Il dit, avec bravade : « C’est évident que je vais bien. Endormi : scanographie cérébrale normale. Éveillé : scanographie cérébrale normale. Toujours normale. Mais comment va Marlène ?
— Sa scanographie cérébrale aussi est parfaitement normale. » Même cela n’éclaira pas son humeur.
« Tu vois bien que j’étais le canari de Marlène. J’ai été touché avant elle. » Puis son ton changea.
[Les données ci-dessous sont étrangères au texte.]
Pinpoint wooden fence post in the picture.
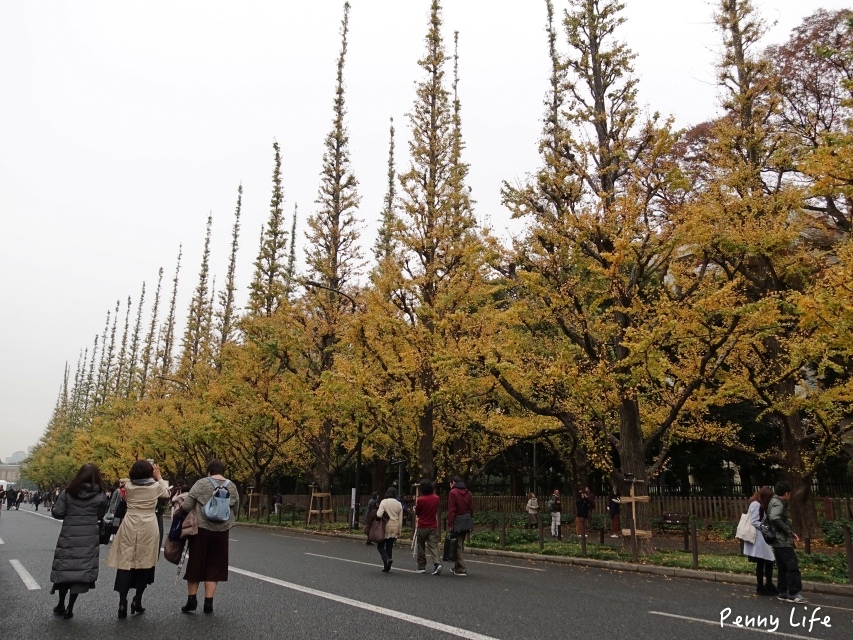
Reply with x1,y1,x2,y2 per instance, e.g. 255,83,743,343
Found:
691,520,699,570
538,513,544,552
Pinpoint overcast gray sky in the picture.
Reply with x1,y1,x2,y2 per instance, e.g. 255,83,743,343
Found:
1,0,847,462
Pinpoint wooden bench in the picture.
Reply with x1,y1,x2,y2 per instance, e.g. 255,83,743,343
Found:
657,512,690,550
658,512,689,532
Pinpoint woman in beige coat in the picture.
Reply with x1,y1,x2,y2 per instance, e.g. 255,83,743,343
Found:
375,487,403,573
105,460,170,618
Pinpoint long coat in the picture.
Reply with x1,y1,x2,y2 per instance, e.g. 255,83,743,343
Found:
106,478,170,570
743,500,775,562
376,498,403,538
50,485,108,585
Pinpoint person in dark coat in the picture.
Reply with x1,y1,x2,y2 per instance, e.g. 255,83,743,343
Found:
447,476,474,576
50,463,108,619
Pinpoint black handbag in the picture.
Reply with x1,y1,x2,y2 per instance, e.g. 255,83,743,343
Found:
442,534,458,562
758,515,776,544
98,520,112,545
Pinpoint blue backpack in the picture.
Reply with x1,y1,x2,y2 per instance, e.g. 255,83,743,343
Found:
202,478,232,522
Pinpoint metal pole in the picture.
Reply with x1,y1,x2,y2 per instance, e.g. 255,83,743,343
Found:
691,520,699,570
538,513,544,552
843,525,853,585
500,511,506,549
353,428,362,529
629,506,638,563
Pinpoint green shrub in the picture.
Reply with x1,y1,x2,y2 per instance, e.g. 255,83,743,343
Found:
819,520,852,546
707,521,737,540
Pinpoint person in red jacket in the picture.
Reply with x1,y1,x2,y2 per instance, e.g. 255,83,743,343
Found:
447,476,474,576
415,479,442,575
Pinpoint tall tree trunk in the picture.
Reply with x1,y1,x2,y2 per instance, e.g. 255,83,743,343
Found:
617,397,655,554
419,401,435,480
778,410,821,535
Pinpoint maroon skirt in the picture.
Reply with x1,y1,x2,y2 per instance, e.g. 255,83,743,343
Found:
183,528,229,583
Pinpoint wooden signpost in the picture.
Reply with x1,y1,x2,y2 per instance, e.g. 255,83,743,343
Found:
307,487,333,527
621,479,652,539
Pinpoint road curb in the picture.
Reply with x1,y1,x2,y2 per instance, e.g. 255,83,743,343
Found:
234,522,853,597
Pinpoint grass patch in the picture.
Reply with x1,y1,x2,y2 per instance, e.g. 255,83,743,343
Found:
467,532,849,584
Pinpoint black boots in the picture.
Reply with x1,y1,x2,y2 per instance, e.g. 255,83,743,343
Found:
118,599,128,618
131,595,146,615
182,594,211,613
181,594,198,613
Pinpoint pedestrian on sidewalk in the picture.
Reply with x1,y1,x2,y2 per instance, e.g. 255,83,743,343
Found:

Ce n’était pas le moment de plaisanter.
« Eugenia, comment pourrai-je m’excuser ? Pour commencer, je ne regardais pas Marlène, et ensuite l’horreur m’a paralysé et je n’ai rien pu faire. J’ai totalement échoué, après t’avoir dit, avec tant d’assurance, que je prendrais soin d’elle. Franchement, je n’ai pas d’excuse. »
Insigna secoua la tête. « Non, Siever. Ce n’était pas de ta faute. Je suis si contente qu’elle t’ait ramené à l’intérieur.
— Pas de ma faute ? » Genarr était abasourdi. Bien sûr que c’était de sa faute.
« Pas du tout. Marlène a étourdiment ôté sa combinaison, et tu t’es retrouvé incapable d’agir rapidement, mais il y a quelque chose de pire. De bien pire. J’en suis sûre. »
Genarr sentit un froid l’envahir. Bien pire ? « Qu’est-ce que tu essaies de me dire ? »
Il pivota sur lui-même pour sortir du lit et vit brusquement ses jambes nues et sa chemise d’hôpital totalement insuffisante. Il se drapa en toute hâte dans sa couverture.
« Je t’en prie, Eugenia, assieds-toi et raconte. Est-ce que Marlène va bien ? Est-ce que tu me caches quelque chose ? »
Insigna obéit et regarda Genarr d’un air grave. « On m’a dit qu’elle allait bien. Ceux qui connaissent bien la Peste disent qu’elle n’en montre aucun symptôme.
— Alors, pourquoi fais-tu cette mine de fin du monde ?
— Je crois que c’est exactement ça, Siever. La fin de ce monde-ci.
— Que veux-tu dire ?
— Je ne peux pas t’expliquer. Il faudra que tu parles à Marlène. Elle continue à suivre sa voie, Siever. Elle n’est pas peinée de ce qu’elle a fait. Elle soutient qu’elle ne peut pas explorer convenablement Erythro — expérimenter Erythro, c’est l’expression qu’elle emploie — avec la combinaison anti-E, et elle n’a plus l’intention de la porter.
— Dans ce cas, elle ne sortira plus.